Nauck: Yes, very good question and very difficult to answer, especially in that space when you do image recognition, once you have potentially got an infinite number of images that can possibly be entered into a system. And because these systems, they don't see or understand the image, they don't look for concepts in an image like we would. If you've been in the previous talk of the track, then Martin showed the attention, the hotspots where humans look at an image, and where the algorithms look at. It has nothing to do with each other. It's important to realize this is only a statistical pattern recognition as you say. So, if you want to build a system where you can be sure what it is they're doing, you need to think about combining different concepts.

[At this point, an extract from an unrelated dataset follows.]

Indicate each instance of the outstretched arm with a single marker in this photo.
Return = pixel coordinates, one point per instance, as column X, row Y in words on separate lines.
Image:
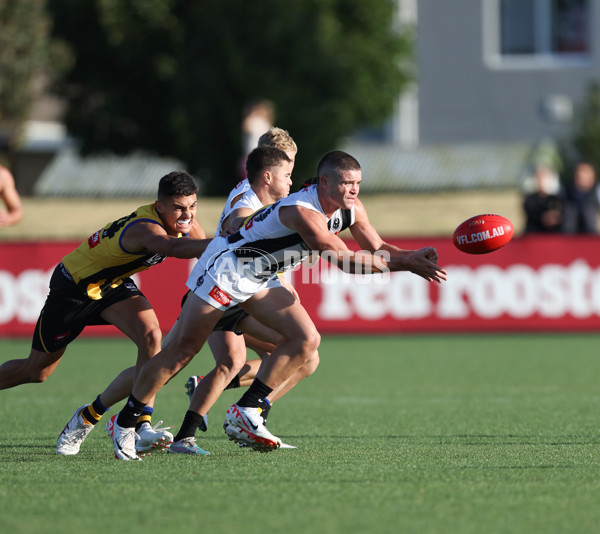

And so, for example, let's say you have a camera in a car that is supposed to look at the road and identify only if the road is free or not, which is a similar challenge too here. Then how do you guarantee that the image is actually a road. These image processing systems can be fooled. You could have an image that looks the same to you and me, but one pixel has changed, and it classifies it completely differently. You can find examples like this. So, this is really, really challenging.
What you would typically do if you test inputs to the system, you would say, "Okay, this comes from a particular domain," so I can check that the input comes from that domain. Is it within certain intervals or whatever? You don't really have this because you don't have concepts here; you just have pixels. You can think of maybe different ways of looking at images. There could be the old-fashioned type that does image segmentation, and you use this as well, and then you check, "Okay, the system here says that's a road, but have I seen a white line in the middle, and have I seen two black stripes to other side of it?" Or things like that. You can try these things. But this is, I would say in its infancy.
Participant 3: So, you suggest that there is a certain kind of unit testing for same machine vision or machine learning? This actually takes to the diagram a few lines after this. Yes. This one. Here the three is the feature generation, and four is the model building. Say, the model building creates machine learning model, and this machine learning model is used as a feature in the next model. So, the models build on each other. And now I have a system that is not tested like you say, with the code examples you have, the system performs, statistically. Sometimes it's correct, and sometimes it's not, based on the input you have. That would require something like testing using distributions or something. Is there some kind of literature that has done this research, or something that has used models upon models upon models to create this kind of a stack of machine learning systems?
Nauck: Again, great question. I haven't seen any.
Participant 3: None?
Nauck: No. So, the typical testing that you see in machine learning is all around cross-validation. Come up with a model that has this, where you can guarantee a certain performance. That's the idea. But this idea of looking at what type of errors does this model make, and what does it mean in the application context, and how can I detect these arrows when I to use it somewhere - I have not seen any work on this.